Logan não sabia dizer como sabia, mas a certeza estava ali. Não havia um contorno esfumaçado rodeando a todas as coisas, nem mesmo algo inacreditável demais para fazer parte da realidade, mas nada daquilo estava realmente acontecendo.

Tudo parecia estar em seu devido lugar, e, ainda assim, havia o estranho pressentimento de que tudo estava errado. Também não sabia dizer o porquê, não ainda; esforçava-se para descobrir.

Até que alguém empurrou a porta do recinto para o qual seu subconsciente o levara. Com dentes brancos como nos comerciais de pasta de dente e olhos tão verdes quanto o mar, o invasor lhe sorriu.

— Ei. Sentiu minha falta?

Logan engoliu em seco, seu coração batendo alucinadamente contra suas costelas. Entendeu o motivo pelo qual duvidara da veracidade do que estava acontecendo, muito embora a vividez do sonho não denunciasse que era disso que tudo aquilo tratava – um sonho.

Logan não via aquele sorriso havia quase seis anos.

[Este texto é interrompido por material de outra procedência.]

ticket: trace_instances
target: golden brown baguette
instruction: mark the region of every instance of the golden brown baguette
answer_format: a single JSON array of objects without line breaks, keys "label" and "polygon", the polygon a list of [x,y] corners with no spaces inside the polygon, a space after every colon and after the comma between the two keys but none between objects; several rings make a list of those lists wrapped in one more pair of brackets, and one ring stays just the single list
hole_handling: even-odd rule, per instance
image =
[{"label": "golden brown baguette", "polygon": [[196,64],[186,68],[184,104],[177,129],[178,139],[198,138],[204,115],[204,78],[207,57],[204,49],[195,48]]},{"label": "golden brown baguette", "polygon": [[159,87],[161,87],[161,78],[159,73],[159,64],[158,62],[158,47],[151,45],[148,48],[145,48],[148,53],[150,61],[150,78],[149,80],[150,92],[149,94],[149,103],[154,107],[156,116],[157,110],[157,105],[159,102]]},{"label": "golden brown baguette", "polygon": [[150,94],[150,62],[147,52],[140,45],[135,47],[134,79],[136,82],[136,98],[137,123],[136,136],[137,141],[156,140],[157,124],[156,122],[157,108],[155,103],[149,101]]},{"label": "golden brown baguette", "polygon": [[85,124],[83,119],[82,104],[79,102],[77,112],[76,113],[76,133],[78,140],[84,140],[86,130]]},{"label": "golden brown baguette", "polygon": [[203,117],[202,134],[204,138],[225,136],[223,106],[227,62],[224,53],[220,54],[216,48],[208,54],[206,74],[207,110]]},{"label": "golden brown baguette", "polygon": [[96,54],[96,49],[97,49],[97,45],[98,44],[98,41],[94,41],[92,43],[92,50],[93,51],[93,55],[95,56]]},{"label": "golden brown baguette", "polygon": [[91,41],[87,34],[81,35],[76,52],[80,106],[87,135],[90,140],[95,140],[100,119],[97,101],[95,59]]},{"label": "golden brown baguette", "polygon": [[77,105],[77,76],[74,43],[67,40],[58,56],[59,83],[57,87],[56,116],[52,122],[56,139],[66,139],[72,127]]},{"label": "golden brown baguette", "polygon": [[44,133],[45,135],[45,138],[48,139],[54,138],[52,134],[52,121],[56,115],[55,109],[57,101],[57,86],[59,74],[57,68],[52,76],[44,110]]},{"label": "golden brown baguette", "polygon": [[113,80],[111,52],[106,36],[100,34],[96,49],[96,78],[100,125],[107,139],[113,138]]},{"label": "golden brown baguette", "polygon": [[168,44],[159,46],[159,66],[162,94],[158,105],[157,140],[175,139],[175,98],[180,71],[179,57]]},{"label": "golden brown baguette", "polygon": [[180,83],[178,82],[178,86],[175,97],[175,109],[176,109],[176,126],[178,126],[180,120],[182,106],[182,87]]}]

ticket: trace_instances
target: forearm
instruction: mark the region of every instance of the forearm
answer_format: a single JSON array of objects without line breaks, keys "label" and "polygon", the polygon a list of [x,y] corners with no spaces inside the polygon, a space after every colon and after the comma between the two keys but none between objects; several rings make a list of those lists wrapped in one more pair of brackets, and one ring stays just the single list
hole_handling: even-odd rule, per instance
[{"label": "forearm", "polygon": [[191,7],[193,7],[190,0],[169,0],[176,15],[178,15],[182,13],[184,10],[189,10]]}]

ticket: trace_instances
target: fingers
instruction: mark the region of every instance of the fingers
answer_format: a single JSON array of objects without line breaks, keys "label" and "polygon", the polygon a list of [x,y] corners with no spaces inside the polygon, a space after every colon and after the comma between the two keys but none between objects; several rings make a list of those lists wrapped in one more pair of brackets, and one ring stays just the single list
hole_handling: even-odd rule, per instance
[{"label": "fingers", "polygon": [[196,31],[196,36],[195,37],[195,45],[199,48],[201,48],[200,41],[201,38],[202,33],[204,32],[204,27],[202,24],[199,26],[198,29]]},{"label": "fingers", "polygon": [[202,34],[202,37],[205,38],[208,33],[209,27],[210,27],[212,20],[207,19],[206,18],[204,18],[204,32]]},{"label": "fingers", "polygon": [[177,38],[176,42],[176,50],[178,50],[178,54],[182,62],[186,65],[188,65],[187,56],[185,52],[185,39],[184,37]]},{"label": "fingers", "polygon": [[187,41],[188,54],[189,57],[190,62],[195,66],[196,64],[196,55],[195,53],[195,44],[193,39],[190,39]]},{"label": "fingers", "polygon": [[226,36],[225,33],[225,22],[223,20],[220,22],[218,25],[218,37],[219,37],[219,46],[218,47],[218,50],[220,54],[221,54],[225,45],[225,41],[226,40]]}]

Da primeira vez em que Logan vira Asher Dallas, ele ainda não passava de um calouro de Washington perdido em meio a um mar de veteranos nova-iorquinos. Estava jogado no sofá, começando a se perguntar se não teria sido uma tremenda estupidez deixar a segurança da capital por uma cidade onde não conhecia ninguém além de seu vizinho – um rapaz franzino chamado Josh que, embora cursasse o segundo ano da universidade, mais se parecia com um pré-adolescente – quando, pela primeira vez, ouviu o som de uma chave girando na fechadura.

(Não conseguiu dar muita importância ao fato de estar praticamente nu; àquela altura, qualquer indício de companhia já o deixava animado o suficiente para que conseguisse ignorá-lo. Poderia se sentir envergonhado depois.)

Mas, quando a porta finalmente se abriu – pareceu levar uma eternidade, e talvez realmente tivesse levado porque Logan conseguia ouvir a voz de Josh do lado de fora de sua porta e sabia muito bem da queda do vizinho por quem quer que fosse que seria seu companheiro de quarto pelos próximos anos –, Logan não estava preparado para aquela visão.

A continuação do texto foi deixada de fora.